Его отвезли к церкви Святого Вульфранка, перед папертью которой он должен был всенародно сознаться в своем преступлении, но он энергично отказался произнести слова, принятые в этом случае.
– Признать себя виновным! – вскричал он. – Да это значило бы солгать и оскорбить Бога – я этого не сделаю.
Когда прибыли к эшафоту, то мой дед, увидев, что осужденный побледнел, пристально взглянул на него; кавалер де ла Барр понял этот взгляд и тотчас же сказал деду:
– Не бойтесь за меня; будьте уверены, я не покажу себя ребенком.
Доминиканец, сопровождавший кавалера, задыхался от волнения. Мой дед подал знак четырем помощникам, которых привез с собой, и велел им подать меч, которым он должен был отсечь голову осужденному.
Де ла Барр попросил показать и ему это орудие, попробовал лезвие ногтем, и, уверившись, что оно хорошего закала и отлично наточено, сказал Шарлю-Генриху Сансону:
– К делу! Рубите твердой и верной рукой. Что до меня касается, то я не дрогну.
Мой дед с изумлением остановил свой взор на молодом человеке.
– Но, господин де ла Барр, обычай требует, чтобы вы стали на колени.
– Обычай будет нарушен на этот раз; пусть преступники становятся на колени, но я отказался от публичного признания в преступлении и буду дожидаться смерти стоя.
Смущенный Шарль-Генрих Сансон не знал, что делать.
– Рубите же, – сказал кавалер голосом, слегка изменившимся от нетерпения.
Тогда случилось очень редкое явление.
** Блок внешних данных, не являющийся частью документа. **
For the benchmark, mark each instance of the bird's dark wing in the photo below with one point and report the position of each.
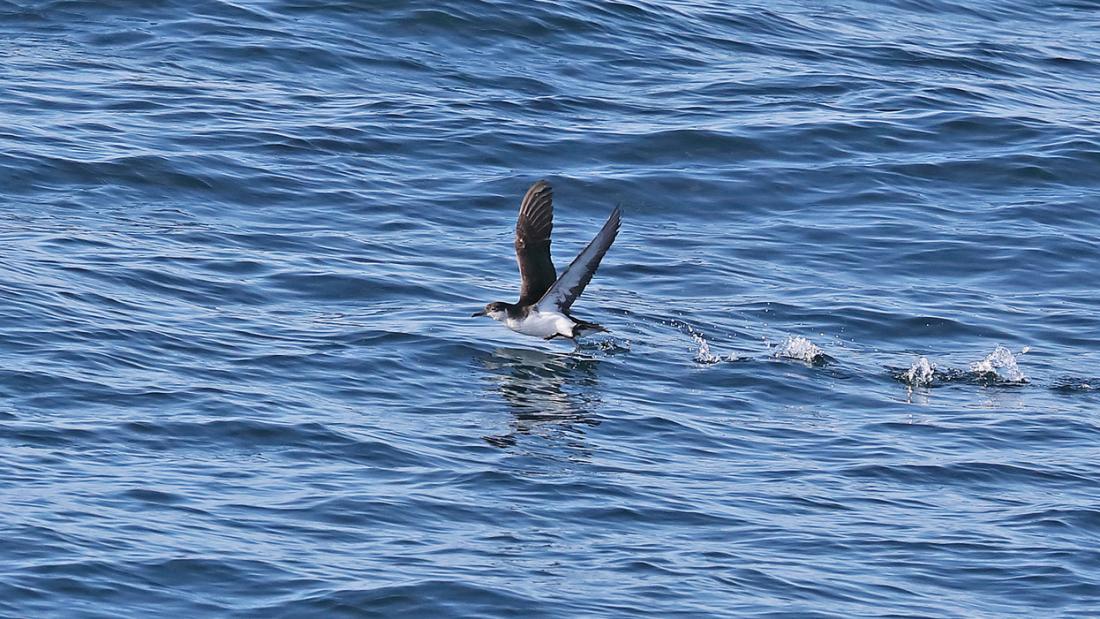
(532, 243)
(568, 287)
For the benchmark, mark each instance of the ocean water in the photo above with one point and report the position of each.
(853, 369)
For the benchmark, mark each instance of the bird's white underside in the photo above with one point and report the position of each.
(541, 324)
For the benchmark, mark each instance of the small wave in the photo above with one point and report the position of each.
(800, 349)
(999, 366)
(921, 374)
(703, 354)
(1070, 385)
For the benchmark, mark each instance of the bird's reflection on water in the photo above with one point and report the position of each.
(549, 394)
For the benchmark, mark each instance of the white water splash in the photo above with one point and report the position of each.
(704, 354)
(799, 347)
(1000, 363)
(920, 374)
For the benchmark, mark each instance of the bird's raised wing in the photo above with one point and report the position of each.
(568, 287)
(532, 243)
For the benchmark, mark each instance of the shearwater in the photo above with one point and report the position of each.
(542, 309)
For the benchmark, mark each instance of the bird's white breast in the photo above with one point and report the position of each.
(542, 324)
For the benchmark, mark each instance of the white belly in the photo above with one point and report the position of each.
(542, 324)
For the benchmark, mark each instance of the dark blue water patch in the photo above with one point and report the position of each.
(242, 243)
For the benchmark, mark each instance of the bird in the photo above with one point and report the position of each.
(545, 299)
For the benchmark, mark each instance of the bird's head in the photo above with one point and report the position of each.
(496, 310)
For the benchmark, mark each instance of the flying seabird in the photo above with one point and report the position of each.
(542, 309)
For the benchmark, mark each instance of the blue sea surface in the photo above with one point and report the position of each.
(854, 360)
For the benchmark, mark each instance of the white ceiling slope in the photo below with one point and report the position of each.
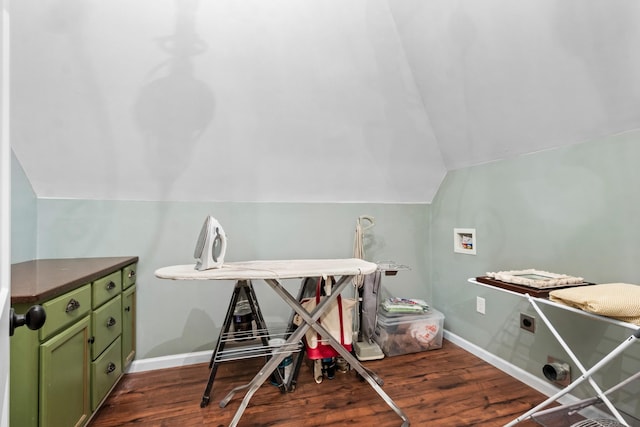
(315, 100)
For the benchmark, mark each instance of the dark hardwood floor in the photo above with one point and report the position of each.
(446, 387)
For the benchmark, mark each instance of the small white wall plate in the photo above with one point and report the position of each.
(464, 240)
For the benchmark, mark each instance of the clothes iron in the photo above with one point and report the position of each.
(211, 246)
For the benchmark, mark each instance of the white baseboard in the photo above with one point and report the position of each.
(173, 361)
(520, 374)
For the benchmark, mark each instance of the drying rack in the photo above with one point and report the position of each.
(539, 410)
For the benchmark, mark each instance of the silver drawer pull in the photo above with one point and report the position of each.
(72, 305)
(110, 368)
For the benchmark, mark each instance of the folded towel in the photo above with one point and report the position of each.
(616, 300)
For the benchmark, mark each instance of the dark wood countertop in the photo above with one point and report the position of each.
(35, 281)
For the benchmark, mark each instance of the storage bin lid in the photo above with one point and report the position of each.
(390, 319)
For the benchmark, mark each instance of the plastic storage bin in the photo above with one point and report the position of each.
(398, 334)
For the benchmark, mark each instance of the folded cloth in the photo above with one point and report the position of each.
(617, 300)
(404, 305)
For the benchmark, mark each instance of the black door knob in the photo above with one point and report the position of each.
(34, 318)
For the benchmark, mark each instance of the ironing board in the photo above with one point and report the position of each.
(586, 375)
(271, 272)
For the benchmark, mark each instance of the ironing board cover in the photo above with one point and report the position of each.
(274, 269)
(617, 300)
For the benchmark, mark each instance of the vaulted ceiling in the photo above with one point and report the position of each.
(313, 100)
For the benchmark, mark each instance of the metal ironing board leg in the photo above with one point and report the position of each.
(240, 286)
(310, 320)
(586, 374)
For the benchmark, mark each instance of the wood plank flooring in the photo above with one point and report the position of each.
(446, 387)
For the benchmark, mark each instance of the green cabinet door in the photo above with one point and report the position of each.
(128, 326)
(64, 377)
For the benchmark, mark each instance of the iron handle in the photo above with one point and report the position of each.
(34, 318)
(72, 305)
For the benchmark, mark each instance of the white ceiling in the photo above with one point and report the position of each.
(314, 100)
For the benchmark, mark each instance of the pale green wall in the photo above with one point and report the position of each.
(573, 210)
(23, 215)
(176, 317)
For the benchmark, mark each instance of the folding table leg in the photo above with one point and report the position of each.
(242, 286)
(586, 374)
(226, 326)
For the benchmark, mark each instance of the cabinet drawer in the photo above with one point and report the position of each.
(105, 371)
(64, 377)
(129, 275)
(106, 288)
(65, 309)
(106, 325)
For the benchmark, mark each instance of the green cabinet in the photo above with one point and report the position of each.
(128, 325)
(61, 374)
(64, 377)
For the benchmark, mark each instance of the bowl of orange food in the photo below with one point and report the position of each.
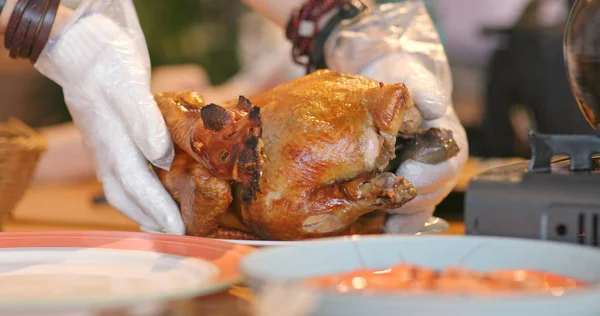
(431, 275)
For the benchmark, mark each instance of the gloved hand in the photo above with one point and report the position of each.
(399, 43)
(101, 61)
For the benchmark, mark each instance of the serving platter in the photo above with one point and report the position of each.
(75, 270)
(277, 274)
(434, 225)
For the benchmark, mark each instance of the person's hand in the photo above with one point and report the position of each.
(399, 43)
(101, 61)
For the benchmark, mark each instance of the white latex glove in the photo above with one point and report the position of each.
(398, 43)
(101, 61)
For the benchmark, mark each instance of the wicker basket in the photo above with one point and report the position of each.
(20, 150)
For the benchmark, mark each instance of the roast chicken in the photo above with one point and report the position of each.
(305, 159)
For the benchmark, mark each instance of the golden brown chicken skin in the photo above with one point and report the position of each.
(326, 138)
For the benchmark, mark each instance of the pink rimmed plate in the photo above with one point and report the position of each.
(75, 270)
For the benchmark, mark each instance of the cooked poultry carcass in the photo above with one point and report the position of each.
(302, 160)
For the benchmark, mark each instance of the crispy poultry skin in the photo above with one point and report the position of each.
(326, 137)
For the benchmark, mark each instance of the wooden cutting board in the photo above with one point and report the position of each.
(69, 204)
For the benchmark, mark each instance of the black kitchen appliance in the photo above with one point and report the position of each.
(556, 195)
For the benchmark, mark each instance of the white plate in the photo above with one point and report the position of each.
(274, 272)
(81, 271)
(434, 225)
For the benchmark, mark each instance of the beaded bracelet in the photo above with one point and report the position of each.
(308, 33)
(29, 28)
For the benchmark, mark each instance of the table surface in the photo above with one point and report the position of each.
(70, 207)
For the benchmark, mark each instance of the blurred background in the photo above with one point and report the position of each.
(506, 58)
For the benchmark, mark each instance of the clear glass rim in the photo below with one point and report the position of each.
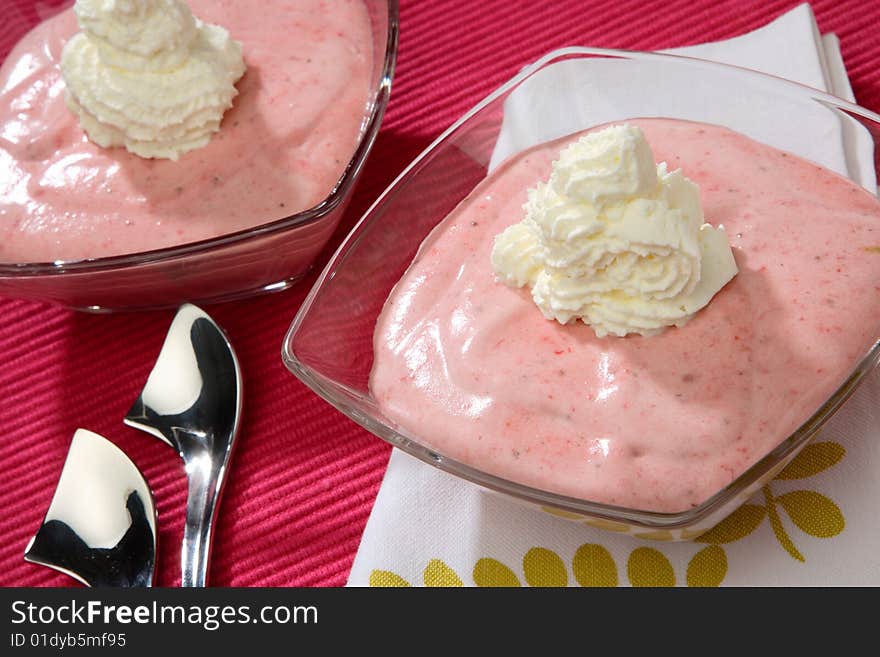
(340, 191)
(328, 389)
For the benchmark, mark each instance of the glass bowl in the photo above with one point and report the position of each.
(267, 257)
(329, 345)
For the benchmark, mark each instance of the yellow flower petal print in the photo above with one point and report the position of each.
(659, 535)
(386, 578)
(813, 513)
(737, 525)
(708, 567)
(593, 565)
(648, 567)
(544, 567)
(438, 574)
(813, 459)
(490, 572)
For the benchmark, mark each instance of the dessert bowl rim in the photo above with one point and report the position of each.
(371, 123)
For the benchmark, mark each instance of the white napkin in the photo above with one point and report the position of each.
(820, 528)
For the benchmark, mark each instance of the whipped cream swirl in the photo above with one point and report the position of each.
(149, 76)
(615, 240)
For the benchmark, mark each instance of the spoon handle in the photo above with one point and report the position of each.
(205, 484)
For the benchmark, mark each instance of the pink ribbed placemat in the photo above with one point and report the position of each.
(304, 477)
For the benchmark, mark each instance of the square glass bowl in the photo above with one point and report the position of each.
(329, 345)
(270, 256)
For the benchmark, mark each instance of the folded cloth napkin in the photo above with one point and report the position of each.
(816, 524)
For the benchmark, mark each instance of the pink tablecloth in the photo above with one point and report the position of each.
(304, 477)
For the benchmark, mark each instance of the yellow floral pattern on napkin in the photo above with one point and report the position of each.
(592, 565)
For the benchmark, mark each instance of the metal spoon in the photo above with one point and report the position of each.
(101, 525)
(192, 400)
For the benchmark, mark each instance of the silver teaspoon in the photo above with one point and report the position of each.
(192, 401)
(101, 525)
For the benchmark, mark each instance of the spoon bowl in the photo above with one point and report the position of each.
(192, 400)
(101, 524)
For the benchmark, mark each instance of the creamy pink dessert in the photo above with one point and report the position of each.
(472, 368)
(281, 148)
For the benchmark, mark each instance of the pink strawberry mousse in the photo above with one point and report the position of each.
(289, 136)
(471, 368)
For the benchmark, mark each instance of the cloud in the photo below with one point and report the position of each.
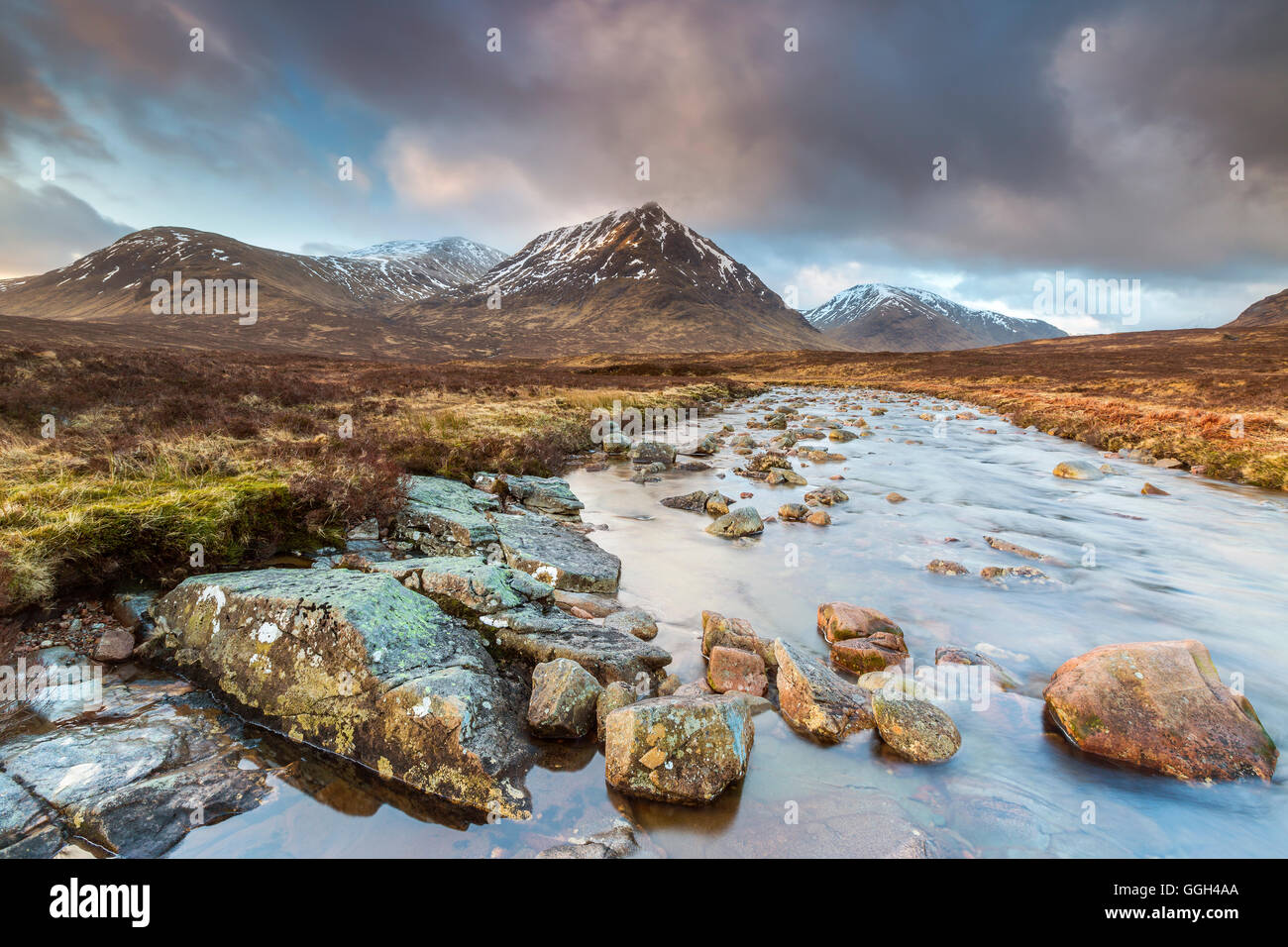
(48, 228)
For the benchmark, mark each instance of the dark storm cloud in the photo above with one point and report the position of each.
(1057, 158)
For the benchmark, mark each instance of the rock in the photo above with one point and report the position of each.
(359, 665)
(700, 447)
(913, 728)
(694, 502)
(815, 701)
(563, 699)
(838, 621)
(548, 495)
(632, 621)
(443, 517)
(678, 749)
(557, 556)
(743, 521)
(734, 633)
(617, 841)
(1077, 471)
(652, 453)
(114, 646)
(590, 603)
(1025, 574)
(732, 669)
(785, 475)
(872, 654)
(1159, 705)
(134, 783)
(947, 567)
(825, 496)
(616, 696)
(370, 530)
(467, 583)
(535, 637)
(1000, 677)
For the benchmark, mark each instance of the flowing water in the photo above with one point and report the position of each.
(1205, 562)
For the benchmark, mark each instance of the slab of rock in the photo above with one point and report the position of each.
(616, 696)
(467, 583)
(632, 621)
(678, 749)
(134, 783)
(730, 669)
(838, 621)
(563, 701)
(548, 495)
(356, 664)
(734, 633)
(443, 517)
(913, 728)
(1078, 471)
(1159, 705)
(535, 637)
(645, 453)
(815, 701)
(557, 556)
(743, 521)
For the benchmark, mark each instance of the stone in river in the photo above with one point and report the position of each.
(1159, 705)
(557, 556)
(743, 521)
(814, 699)
(913, 728)
(678, 749)
(840, 620)
(446, 518)
(359, 665)
(634, 621)
(563, 699)
(947, 567)
(732, 669)
(549, 495)
(645, 453)
(1077, 471)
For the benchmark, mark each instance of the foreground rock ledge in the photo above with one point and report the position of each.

Мой дед с такой силой и точностью ударил мечом, что разом пересек позвоночный столб и шею. Удар был до того быстр, что голова не скатилась, но около секунды держалась на туловище. Только тогда, когда упало тело, она отделилась от него и покатилась к ногам зрителей этой удивительной казни.
Хроники и легенды той эпохи воспользовались этим странным явлением, чтобы сочинить на основании его множество самых неправдоподобных рассказов. Один из этих повествователей, человек, по-видимому, не любящий затрудняться, прибавляет, что мой дед, хвастаясь своей ловкостью, обратился к народу со следующими словами:
– Не правда ли, славный удар?
Я обязан из уважения к памяти моего предка и к чести нашего сословия опровергнуть эту клевету, которая запятнала бы даже палача. Мне кажется совершенно невозможным тип палача по призванию, фанатически преданного своему делу и вдобавок еще гордящегося своей ловкостью. Если история и указывает нам на несколько личностей с врожденной кровожадностью и чудовищной жестокостью, то необходимо заметить, что подобные нравственные уроды никогда не появлялись в нашем звании.
Я знал многих из моих собратьев. Правда, большинство из них, как мне казалось, были много ниже меня по степени своего развития. Впрочем, этим они были обязаны не себе, а своему происхождению и воспитанию.
Тем не менее, ни один из них не мог исполнять своих обязанностей без отвращения и некоторого насилия над собой. Уже одно это указывает, как плохо мирятся эти обязанности с естественными наклонностями человека.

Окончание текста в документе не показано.